Another difference in the oxidation behavior of the cast and the AM alloy was related to the extent of subscale depletion processes. Low Cr concentration levels beneath the oxide scale were observed in the cast alloy already after short-term oxidation, whereas Cr concentration profiles showed only minor depletion in the AM samples even after longer exposure times. The effect was correlated with the rapid dissolution of fine Cr-rich carbides in the subscale zone that provided a high Cr flux toward the oxidizing surface.

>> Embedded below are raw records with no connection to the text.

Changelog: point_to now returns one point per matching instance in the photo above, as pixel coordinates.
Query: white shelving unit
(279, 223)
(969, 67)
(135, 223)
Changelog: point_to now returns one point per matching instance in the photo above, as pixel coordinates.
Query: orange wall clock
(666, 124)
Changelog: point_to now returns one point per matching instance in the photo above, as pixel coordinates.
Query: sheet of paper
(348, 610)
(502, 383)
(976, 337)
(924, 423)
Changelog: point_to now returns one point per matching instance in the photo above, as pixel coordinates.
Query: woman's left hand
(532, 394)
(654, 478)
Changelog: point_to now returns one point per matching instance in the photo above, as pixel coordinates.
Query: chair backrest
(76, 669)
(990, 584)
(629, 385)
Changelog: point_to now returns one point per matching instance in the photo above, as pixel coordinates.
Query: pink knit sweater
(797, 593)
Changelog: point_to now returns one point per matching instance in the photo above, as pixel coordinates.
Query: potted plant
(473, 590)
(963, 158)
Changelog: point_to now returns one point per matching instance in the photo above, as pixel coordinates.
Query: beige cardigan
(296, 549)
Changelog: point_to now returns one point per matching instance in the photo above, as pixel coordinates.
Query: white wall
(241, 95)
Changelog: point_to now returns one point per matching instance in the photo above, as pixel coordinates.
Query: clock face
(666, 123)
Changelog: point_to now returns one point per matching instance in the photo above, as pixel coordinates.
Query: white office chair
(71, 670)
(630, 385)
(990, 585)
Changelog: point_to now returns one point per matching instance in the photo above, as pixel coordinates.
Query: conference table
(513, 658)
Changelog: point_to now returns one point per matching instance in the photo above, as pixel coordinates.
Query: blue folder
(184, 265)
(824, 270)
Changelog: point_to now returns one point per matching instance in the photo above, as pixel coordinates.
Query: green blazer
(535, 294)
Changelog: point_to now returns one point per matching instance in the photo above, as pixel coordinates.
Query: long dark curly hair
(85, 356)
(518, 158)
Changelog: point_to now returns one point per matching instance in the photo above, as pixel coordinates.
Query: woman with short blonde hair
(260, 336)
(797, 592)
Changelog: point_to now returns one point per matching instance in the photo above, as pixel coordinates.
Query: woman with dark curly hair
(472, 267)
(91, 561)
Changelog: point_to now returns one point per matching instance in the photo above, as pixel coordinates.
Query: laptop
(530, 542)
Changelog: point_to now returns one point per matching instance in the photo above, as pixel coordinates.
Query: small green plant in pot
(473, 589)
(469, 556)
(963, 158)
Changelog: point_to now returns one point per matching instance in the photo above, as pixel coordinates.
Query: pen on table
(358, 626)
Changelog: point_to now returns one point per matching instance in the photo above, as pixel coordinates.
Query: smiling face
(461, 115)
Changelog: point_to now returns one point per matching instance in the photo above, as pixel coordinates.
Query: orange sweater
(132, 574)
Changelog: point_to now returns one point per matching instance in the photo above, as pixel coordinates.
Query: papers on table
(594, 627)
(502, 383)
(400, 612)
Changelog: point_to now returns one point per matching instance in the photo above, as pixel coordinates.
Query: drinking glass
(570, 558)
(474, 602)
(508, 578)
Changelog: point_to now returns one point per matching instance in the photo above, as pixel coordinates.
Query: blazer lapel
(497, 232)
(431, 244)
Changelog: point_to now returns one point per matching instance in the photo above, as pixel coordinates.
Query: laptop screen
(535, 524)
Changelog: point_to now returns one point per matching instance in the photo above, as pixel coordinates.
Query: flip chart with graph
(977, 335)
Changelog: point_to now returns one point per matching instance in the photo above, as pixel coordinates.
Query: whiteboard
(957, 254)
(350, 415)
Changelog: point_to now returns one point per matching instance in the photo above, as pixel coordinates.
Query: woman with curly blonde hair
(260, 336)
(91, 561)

An additional significant contribution to maintaining a high Cr content at the scale-alloy interface was attributed to the fine-grained microstructure of the AM alloy that promoted Cr diffusion along the grain-boundaries.

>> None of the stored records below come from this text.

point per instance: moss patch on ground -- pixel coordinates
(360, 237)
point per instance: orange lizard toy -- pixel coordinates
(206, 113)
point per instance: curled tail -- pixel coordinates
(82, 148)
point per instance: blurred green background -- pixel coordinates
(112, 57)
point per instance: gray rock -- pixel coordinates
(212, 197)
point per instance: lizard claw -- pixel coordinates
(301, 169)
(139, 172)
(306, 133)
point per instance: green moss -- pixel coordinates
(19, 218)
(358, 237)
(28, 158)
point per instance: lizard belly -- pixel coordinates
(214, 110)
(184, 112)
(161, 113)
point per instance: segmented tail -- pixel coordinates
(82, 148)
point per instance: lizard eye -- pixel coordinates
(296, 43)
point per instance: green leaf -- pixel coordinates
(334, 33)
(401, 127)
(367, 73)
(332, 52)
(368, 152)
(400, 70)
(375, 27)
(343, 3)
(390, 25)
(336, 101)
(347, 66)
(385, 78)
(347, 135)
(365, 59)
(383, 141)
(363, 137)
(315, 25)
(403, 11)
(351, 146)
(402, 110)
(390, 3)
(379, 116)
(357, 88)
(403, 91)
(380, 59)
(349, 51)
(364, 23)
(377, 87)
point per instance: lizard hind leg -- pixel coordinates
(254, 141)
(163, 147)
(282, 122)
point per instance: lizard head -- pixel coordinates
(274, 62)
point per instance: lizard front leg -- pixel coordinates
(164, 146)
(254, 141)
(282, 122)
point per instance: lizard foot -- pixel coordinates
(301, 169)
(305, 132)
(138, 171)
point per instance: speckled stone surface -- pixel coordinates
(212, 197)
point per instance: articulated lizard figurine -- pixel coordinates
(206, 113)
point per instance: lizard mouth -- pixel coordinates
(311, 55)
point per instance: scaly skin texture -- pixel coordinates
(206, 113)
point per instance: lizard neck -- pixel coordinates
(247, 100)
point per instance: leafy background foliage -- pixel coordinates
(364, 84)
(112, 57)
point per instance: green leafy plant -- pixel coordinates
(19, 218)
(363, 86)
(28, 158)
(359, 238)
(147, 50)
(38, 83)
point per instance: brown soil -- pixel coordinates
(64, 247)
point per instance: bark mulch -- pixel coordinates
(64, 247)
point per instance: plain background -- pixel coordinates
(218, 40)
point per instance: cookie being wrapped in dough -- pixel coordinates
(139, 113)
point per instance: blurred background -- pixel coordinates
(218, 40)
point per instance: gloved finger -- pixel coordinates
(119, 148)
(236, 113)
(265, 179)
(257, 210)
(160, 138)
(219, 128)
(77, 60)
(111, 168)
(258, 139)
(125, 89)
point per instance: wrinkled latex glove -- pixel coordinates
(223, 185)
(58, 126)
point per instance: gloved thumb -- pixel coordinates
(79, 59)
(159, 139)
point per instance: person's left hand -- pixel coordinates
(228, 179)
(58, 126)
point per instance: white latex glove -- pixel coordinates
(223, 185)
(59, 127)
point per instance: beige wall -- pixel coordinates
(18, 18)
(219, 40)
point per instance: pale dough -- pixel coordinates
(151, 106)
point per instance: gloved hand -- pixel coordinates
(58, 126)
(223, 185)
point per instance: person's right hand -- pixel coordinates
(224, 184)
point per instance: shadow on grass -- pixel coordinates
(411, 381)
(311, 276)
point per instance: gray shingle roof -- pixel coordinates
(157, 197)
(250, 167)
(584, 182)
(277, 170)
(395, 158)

Apart from the oxidation processes directly related to the differences in the alloy microstructure and the morphology of strengthening precipitates, the cast alloy showed faster growth of Cr2O3 compared to the AM version and featured formation of the outer Co/Cr-spinel, even in the areas not directly affected by oxidation of primary carbides. Based on the detailed microstructural studies using SEM-EBSD and TEM, this effect was attributed to the fine-grained morphology of the chromia scale resulting in enhanced mass transport. This morphology of the scale is proposed to originate from incorporation of Co and W into the Cr2O3 and their segregation at the grain-boundaries in the form of small oxide precipitates, thus hindering the grain growth of the oxide. Formation of less stable oxide phases in the scale on the cast alloy could be related to microcracking of the Cr2O3 induced by internal oxidation processes and associated formation of matrix extrusions into the scale that provided direct access of oxygen to the Cr-depleted alloy matrix. Although a similar mechanism could operate in the AM alloy, incorporation of other elements (e.g., Co, Ni, W) during crack re-healing could be suppressed by the above-mentioned high subscale concentration of Cr ensured by rapid dissolution of fine Cr/rich carbides as well as pronounced GB diffusion in the alloy matrix.